MADAME [G] [X] [J] est une personne physique.
PARKING ETOILE PEREIRE aurait loué 2 emplacements de parking pour une moto et une voiture, au 27 rue Brunel Paris à [X] ET [X] INTERNATIONAL pour un loyer de 1.365 euros par trimestre.
Depuis le mois d’avril 2022, les échéances auraient cessé d’être payées.
A compter du mois de juillet 2023, [X] ET [X] INTERNATIONAL aurait retiré la moto et les loyers de la moto cessaient d’être facturés.
Après avoir vainement mis [X] ET [X] INTERNATIONAL en demeure par LRAR du 30 avril 2024 de payer la somme de 10 885 euros TTC, PARKING ETOILE PEREIRE a saisi le tribunal de céans.
Ainsi est né le litige.
LA PROCEDURE :
* Par assignations en date du 29 aout 2024 à l’encontre de [X] ET [X] INTERNATIONAL, remise en l’étude du commissaire de justice dans les conditions des articles 656 et 658 du code de procédure civile, et à l’encontre de MADAME [X], signifiée dans les conditions des articles 659 du code de procédure civile, puis par des conclusions en
date du 16 décembre 2024, signifiées aux 2 défendeurs dans les conditions de l’article 659 du code de procédure civile, PARKING ETOILE PEREIRE demande, dans le dernier état de ses prétentions, au tribunal de :
Vu les articles 1013, 1709, 1728 du code civil,
Vu les articles L 441-10 et D. 441-5 du Code de commerce,
Vu les pièces du dossier,
* CONDAMNER in solidum la société [X] ET [X] INTERNATIONAL et Mme [G] [X] [J] à payer à PARKING ETOILE PEREIRE :
* 0 10.885 € au titre des impayés sur la période avril 2022 avril 2024 ;
* 0 1.628,04 € au titre des intérêts de retard sur ces loyers impayés, au taux conventionnel de 10% par an ;
* 360 € au titre des indemnités forfaitaires de recouvrement sur ces factures.

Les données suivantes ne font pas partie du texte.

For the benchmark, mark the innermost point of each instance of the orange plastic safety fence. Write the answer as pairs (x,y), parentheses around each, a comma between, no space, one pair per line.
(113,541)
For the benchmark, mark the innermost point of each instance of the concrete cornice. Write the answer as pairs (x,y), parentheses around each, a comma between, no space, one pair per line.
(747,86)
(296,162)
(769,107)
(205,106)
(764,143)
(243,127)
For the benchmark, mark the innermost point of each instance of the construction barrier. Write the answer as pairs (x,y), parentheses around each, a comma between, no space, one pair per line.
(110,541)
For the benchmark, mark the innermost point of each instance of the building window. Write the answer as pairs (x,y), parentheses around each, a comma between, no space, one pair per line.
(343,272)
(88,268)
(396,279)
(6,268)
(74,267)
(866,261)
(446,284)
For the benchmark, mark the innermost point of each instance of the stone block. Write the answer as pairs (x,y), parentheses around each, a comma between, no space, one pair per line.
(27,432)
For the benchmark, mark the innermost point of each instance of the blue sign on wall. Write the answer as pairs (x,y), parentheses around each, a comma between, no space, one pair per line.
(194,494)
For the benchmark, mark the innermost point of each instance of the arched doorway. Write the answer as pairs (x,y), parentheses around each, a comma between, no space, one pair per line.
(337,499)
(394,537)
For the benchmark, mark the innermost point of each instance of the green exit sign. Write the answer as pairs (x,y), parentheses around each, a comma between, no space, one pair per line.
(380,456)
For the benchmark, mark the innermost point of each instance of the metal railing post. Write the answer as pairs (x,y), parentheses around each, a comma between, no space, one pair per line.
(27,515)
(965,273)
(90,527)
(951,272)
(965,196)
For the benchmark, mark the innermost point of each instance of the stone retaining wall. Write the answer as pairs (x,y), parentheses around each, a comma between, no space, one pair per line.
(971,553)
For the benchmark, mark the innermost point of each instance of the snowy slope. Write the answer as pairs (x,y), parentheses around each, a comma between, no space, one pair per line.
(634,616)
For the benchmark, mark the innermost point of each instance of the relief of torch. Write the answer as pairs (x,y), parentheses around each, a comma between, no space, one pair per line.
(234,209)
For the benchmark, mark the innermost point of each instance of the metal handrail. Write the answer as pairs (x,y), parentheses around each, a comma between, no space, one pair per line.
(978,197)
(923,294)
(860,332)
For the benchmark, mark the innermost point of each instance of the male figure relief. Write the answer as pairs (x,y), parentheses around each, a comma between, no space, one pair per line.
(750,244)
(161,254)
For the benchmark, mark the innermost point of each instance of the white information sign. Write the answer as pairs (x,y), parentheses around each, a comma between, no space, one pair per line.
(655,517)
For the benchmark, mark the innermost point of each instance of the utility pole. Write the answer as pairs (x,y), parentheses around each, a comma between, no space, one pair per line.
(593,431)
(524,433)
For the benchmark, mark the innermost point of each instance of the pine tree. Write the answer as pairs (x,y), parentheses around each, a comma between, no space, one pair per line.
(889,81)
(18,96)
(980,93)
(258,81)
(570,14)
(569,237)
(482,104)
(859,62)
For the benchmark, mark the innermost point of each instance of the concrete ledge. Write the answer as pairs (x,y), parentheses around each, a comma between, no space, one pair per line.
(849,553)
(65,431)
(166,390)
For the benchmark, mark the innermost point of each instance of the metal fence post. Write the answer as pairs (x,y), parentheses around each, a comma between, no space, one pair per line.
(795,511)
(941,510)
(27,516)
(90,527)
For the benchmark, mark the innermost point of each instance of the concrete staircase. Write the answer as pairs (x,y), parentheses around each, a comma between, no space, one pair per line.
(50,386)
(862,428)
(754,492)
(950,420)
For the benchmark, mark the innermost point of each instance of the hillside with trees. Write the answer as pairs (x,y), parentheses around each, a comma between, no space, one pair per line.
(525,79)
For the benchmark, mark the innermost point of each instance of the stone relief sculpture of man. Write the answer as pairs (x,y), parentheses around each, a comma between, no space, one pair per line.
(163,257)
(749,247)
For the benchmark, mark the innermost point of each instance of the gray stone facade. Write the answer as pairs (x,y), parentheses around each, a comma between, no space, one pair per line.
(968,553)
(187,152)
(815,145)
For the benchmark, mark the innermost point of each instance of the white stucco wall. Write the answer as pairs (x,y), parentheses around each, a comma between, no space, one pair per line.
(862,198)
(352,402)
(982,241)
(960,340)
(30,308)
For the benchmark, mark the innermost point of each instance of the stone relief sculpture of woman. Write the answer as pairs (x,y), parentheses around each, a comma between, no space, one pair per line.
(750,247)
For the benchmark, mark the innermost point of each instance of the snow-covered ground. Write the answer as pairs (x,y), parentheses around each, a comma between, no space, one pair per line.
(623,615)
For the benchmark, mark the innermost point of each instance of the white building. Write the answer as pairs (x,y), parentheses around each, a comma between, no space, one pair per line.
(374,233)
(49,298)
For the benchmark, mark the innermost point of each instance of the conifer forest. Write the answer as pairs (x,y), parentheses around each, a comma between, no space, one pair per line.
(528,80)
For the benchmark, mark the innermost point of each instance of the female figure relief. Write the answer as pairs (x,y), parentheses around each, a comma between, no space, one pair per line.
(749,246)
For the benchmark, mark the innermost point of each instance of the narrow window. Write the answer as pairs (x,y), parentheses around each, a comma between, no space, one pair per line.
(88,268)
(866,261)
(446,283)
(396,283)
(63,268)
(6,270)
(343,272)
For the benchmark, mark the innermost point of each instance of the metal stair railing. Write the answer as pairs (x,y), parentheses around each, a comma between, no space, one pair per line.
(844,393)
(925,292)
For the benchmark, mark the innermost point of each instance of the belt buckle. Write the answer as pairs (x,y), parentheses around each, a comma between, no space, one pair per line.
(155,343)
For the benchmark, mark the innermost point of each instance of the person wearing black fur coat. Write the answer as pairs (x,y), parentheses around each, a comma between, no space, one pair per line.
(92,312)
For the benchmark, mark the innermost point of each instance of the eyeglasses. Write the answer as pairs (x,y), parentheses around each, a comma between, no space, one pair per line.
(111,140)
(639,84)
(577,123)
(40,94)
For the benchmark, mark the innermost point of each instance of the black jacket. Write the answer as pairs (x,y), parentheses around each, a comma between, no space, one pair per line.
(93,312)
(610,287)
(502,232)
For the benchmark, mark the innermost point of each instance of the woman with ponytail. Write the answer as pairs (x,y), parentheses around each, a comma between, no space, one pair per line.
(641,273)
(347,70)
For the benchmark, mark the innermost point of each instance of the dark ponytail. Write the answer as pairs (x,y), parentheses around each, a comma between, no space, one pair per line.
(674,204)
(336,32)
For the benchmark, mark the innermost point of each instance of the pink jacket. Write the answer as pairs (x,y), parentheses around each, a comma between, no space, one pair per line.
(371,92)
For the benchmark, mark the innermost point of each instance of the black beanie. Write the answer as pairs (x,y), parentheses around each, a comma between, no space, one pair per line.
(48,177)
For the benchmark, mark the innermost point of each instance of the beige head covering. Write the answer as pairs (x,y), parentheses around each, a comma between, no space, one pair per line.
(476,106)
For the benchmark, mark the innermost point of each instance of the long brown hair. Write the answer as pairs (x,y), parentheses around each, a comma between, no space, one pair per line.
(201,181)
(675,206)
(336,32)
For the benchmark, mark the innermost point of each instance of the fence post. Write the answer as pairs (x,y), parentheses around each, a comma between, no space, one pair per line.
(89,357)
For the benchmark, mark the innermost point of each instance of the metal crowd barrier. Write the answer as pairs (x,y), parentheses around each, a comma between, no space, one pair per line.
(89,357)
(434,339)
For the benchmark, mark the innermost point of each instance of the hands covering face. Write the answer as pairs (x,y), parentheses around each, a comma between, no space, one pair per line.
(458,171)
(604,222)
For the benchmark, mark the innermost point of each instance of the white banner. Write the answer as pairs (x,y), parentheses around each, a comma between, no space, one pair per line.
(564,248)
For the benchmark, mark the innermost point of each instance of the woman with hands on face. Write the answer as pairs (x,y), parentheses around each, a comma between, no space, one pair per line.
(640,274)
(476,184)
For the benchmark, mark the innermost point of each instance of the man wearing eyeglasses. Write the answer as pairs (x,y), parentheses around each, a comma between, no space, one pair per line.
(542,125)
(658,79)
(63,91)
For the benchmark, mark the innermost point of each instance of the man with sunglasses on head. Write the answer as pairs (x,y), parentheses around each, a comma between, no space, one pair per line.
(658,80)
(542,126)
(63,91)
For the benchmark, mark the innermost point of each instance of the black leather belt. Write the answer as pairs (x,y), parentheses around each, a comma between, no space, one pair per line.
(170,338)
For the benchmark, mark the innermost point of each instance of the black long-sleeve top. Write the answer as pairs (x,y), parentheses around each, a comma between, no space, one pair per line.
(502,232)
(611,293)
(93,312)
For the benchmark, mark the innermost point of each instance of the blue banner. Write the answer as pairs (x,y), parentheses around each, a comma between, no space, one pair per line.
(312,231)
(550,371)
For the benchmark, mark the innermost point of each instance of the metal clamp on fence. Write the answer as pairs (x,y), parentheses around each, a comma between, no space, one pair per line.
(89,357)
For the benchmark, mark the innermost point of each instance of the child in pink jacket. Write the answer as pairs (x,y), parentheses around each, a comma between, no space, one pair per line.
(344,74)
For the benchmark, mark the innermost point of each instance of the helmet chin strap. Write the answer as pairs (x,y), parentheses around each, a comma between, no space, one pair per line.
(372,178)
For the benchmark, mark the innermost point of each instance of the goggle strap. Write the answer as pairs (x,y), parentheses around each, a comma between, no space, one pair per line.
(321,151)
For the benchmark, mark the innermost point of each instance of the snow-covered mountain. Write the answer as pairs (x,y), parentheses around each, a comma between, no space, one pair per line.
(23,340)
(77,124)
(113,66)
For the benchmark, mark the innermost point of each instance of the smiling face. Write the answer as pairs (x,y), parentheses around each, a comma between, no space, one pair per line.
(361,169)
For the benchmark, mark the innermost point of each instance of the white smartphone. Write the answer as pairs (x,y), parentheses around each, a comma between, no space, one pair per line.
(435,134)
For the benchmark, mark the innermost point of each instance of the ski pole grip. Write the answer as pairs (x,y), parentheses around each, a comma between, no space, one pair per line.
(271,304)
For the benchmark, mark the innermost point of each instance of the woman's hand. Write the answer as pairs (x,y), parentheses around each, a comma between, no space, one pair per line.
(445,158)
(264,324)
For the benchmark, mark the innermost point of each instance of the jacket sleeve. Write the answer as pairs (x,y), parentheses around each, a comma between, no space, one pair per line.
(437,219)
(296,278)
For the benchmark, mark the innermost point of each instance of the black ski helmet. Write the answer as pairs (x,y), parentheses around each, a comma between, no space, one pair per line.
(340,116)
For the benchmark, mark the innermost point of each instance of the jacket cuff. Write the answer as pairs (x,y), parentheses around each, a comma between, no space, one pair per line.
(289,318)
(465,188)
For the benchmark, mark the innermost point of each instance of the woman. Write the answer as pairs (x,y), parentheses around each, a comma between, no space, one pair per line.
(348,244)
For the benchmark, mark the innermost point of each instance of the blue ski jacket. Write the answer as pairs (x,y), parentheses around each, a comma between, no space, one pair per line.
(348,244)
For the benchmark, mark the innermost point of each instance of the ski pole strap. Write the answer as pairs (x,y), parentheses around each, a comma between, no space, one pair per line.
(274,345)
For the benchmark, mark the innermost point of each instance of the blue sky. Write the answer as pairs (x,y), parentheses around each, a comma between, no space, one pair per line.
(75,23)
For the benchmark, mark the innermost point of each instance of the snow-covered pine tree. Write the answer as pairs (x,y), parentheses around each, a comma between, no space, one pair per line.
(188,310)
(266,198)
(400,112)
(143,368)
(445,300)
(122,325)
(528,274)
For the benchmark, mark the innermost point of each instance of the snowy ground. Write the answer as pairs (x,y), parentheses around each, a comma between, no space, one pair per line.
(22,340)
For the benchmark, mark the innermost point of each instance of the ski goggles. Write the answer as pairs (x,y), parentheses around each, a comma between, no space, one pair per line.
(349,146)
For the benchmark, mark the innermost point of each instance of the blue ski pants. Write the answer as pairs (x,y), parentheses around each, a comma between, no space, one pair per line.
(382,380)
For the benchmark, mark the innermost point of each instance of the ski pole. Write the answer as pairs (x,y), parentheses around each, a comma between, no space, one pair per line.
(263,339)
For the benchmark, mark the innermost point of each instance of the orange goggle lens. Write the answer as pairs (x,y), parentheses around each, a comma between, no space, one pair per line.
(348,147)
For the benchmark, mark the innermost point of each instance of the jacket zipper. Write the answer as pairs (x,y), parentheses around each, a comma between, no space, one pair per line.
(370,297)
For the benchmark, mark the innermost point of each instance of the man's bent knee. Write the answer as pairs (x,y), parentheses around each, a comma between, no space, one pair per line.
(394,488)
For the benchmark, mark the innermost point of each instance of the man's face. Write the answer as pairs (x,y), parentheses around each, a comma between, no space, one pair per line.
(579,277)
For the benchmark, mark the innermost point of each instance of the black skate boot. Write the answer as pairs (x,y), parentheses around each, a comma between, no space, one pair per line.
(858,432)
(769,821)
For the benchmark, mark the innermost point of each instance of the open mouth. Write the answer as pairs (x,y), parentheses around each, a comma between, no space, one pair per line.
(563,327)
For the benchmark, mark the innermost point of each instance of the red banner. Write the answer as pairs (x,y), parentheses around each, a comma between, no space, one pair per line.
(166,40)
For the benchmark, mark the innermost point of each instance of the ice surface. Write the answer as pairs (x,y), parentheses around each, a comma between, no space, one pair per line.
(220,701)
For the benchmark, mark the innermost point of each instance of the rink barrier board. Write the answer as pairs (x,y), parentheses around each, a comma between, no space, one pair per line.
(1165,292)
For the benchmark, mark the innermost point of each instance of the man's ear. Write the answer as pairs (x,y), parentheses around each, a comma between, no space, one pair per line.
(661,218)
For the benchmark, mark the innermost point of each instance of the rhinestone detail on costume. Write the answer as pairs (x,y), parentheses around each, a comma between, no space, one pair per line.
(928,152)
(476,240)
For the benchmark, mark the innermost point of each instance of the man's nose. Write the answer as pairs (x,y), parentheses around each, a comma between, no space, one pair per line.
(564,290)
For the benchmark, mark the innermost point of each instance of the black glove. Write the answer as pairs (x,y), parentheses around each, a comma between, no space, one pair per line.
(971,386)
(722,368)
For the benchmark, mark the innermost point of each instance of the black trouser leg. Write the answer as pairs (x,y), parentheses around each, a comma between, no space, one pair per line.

* 2 030 euros au titre des 3 e et 4 e trimestres (juillet -décembre 2024)
* 80 euros au titre des indemnités forfaitaires de recouvrement sur ces dernières factures
* CONDAMNER in solidum la société [X] & [X] INTERNATIONAL et Mme [G] [X] [J] aux entiers dépens et à payer à PARKING ETOILE PEREIRE la somme de 5.000 € au titre des frais non compris dans les dépens selon les dispositions de l’article 700 du code de procédure civile.
L’ensemble de ces demandes a fait l’objet de dépôt de conclusions à l’audience du juge chargé d’instruire l’affaire.
A l’audience publique du 15 novembre 2024, le tribunal a désigné un juge chargé d’instruire l’affaire, en application des articles 861 et suivants du CPC.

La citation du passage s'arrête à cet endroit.